Brasil é ouro no torneio por equipes de badminton em Cochabamba 2018

Igor Coelho e Artur Pomoceno, do Brasil / Foto: Washington Alves/Exemplus/COB Igor Coelho e Artur Pomoceno, do Brasil / Foto: Washington Alves/Exemplus/COB

Bolívia - O Brasil conquistou a medalha de ouro no torneio por equipes de badminton dos Jogos Sul-americanos Cochabamba 2018, na Bolívia. Ygor Coelho, Artur Pomoceno, Luana Vicente e Fabiana Silva derrotaram a seleção do Peru nesta segunda-feira, dia 28, por 3 x 1, em final realizada no Coliseu Evo Morales. Esta foi a primeira vez que o Brasil conquistou o ouro por equipes em uma edição de Jogos Sul-americanos.
 
O Chile conquistou a medalha de bronze ao vencer a Venezuela por 3 a 2. O formato da disputa por equipes é misto, com homens e mulheres disputando no máximo cinco confrontos por partida: duplas mistas, duplas masculinas, duplas femininas e um individual de cada naipe.
 
Na final, o Brasil foi derrotado apenas no confronto feminino. A peruana Daniela Macias venceu Fabiana Silva por 2 sets a 1 (15/21, 21/14 e 21/10). Artur Pomoceno e Luana Vicente venceram Daniel La Torre e Danika Nishimura por 2 a 0 (21/12 e 21/14) nas duplas mistas; Ygor Coelho venceu Diego Mini por 2 a 0 (21/9 e 21/14) no masculino. Na partida que definiu o título, vitória da dupla masculina brasileira. Ygor e Artur venceram José Guevara e Daniel La Torre por 2 a 0 (21/19 e 21/15).
 
Essa foi a primeira vez que Artur e Ygor disputaram uma competição juntos. Foi também a primeira medalha de Ygor Coelho em uma edição de Jogos. O atleta, criado no Morro da Chacrinha, na Zona Oeste do Rio de Janeiro, aprendeu a jogar badminton no projeto que seu pai, Sebastião, criou para ajudar as crianças da sua comunidade. Após se destacar e chagar aos Jogos Olímpicos, Ygor passou a morar na França. Em outubro, o brasileiro passa a fazer sua preparação para os Jogos Olímpicos de Tóquio 2020 na Dinamarca.
 
“Conquistar a primeira medalha de ouro do Brasil por equipes me faz sentir muito honrado em fazer parte desse time”, disse Ygor. “O Peru tem tradição na modalidade e um ótimo jogo de duplas. Nós somos melhores nas simples. Não foi uma disputa fácil como o placar faz parecer. Nós fizemos questão de vibrar a cada ponto para não deixar eles entrarem no jogo”, explicou o carioca.
 
O brasileiro está em grande fase e ocupa a 33ª colocação do ranking mundial e a primeira da América. Ygor foi o representante do Brasil na modalidade nos Jogos Olímpicos Rio 2016, quando o Brasil fez sua estreia no badminton olímpico. “Estou tendo um ciclo olímpico muito bom, com tudo o que eu preciso para me desenvolver essa medalha vem coroar esse trabalho”, afirmou Ygor.  
 
A equipe brasileira foi campeã mesmo com apenas quatro integrantes, o limite mínimo da modalidade.
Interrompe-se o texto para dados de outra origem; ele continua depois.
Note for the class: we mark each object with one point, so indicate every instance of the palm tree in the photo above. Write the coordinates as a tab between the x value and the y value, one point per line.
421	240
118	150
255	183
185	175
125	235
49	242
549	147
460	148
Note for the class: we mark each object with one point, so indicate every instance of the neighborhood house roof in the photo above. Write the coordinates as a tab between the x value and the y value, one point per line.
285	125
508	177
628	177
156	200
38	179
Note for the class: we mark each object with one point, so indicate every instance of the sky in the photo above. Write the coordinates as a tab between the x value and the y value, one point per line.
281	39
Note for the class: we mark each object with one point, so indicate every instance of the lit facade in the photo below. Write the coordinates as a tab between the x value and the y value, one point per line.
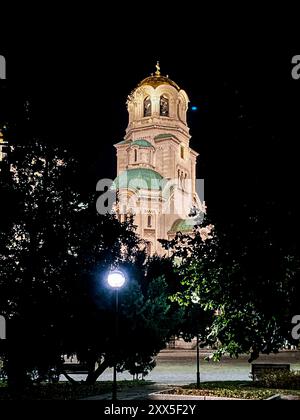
156	168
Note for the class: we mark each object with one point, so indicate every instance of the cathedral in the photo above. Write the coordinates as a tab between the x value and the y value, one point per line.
156	168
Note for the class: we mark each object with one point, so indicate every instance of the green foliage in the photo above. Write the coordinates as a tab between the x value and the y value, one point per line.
280	379
55	251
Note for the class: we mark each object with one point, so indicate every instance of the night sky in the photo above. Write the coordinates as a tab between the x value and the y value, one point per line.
246	128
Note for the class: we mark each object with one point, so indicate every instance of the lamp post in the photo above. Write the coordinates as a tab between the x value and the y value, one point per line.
195	299
198	362
116	280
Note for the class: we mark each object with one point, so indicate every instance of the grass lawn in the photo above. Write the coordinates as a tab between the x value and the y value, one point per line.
232	389
66	391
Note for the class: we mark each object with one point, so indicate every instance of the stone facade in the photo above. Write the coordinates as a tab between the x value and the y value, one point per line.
156	168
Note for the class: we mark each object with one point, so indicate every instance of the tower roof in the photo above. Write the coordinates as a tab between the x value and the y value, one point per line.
157	79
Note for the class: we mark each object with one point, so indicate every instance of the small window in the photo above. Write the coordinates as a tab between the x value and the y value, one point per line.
149	248
164	106
182	152
147	107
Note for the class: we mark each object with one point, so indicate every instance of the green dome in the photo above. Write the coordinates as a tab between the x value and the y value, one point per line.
138	178
141	143
183	225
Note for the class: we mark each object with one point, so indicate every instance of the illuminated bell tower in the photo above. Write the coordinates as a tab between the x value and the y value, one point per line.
3	147
155	151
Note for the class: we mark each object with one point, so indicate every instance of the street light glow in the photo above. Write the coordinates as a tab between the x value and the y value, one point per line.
116	279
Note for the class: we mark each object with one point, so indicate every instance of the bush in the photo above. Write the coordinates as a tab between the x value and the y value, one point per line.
280	379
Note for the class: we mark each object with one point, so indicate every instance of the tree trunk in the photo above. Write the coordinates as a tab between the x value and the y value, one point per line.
94	375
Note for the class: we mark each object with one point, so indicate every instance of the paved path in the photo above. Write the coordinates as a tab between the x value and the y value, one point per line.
178	367
142	393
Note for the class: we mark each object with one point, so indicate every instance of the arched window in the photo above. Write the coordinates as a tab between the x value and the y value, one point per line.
149	248
164	106
182	152
147	107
Outras equipes levaram até oito atletas. Isso fez com que os brasileiros jogassem vários confrontos durante os três dias de disputas na altitude de Cochabamba. “Estou muito feliz. Nossa equipe estava limitada em número de atletas e todas as outras vieram completas. A gente sabia que o confronto final seria mais acirrado já que o Peru tem tradição na modalidade e venceu o último torneio por equipes dos Jogos em Medellín 2010”, disse Fabiana da Silva, carioca de 29 anos. Fabiana é a mais experiente da equipe e foi prata em Medellín 2010. A última edição dos Jogos, em Santiago 14, não teve disputa do badminton. 
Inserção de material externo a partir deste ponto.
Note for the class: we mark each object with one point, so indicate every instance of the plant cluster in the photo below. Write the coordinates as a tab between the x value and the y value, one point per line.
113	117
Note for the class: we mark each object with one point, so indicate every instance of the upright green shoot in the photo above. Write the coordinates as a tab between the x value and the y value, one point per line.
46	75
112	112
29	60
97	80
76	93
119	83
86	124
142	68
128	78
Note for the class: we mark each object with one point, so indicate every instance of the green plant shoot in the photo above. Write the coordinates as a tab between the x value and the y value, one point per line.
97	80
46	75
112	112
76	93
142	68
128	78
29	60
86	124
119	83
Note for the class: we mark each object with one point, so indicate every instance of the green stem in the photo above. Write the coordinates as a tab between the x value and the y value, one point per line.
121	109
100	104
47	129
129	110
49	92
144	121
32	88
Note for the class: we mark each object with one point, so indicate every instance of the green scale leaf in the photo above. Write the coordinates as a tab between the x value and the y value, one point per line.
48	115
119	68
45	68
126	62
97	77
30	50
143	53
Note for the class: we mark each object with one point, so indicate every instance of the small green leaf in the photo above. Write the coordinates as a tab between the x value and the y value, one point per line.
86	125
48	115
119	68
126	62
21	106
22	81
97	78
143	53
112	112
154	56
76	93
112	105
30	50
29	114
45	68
                                                   
Para o treinador brasileiro, o português Marco Vasconcelos, a equipe brasileira alcançou seu objetivo em Cochabamba, que era confirmar a hegemonia nacional no continente, expressa nos últimos anos, e iniciar a preparação rumo aos Jogos Pan-americanos Lima 2019, no Peru. “Somos considerados atualmente a potência número um do badminton sul-americano, mas precisamos trabalhar muito para garantir o domínio continental”, disse o treinador.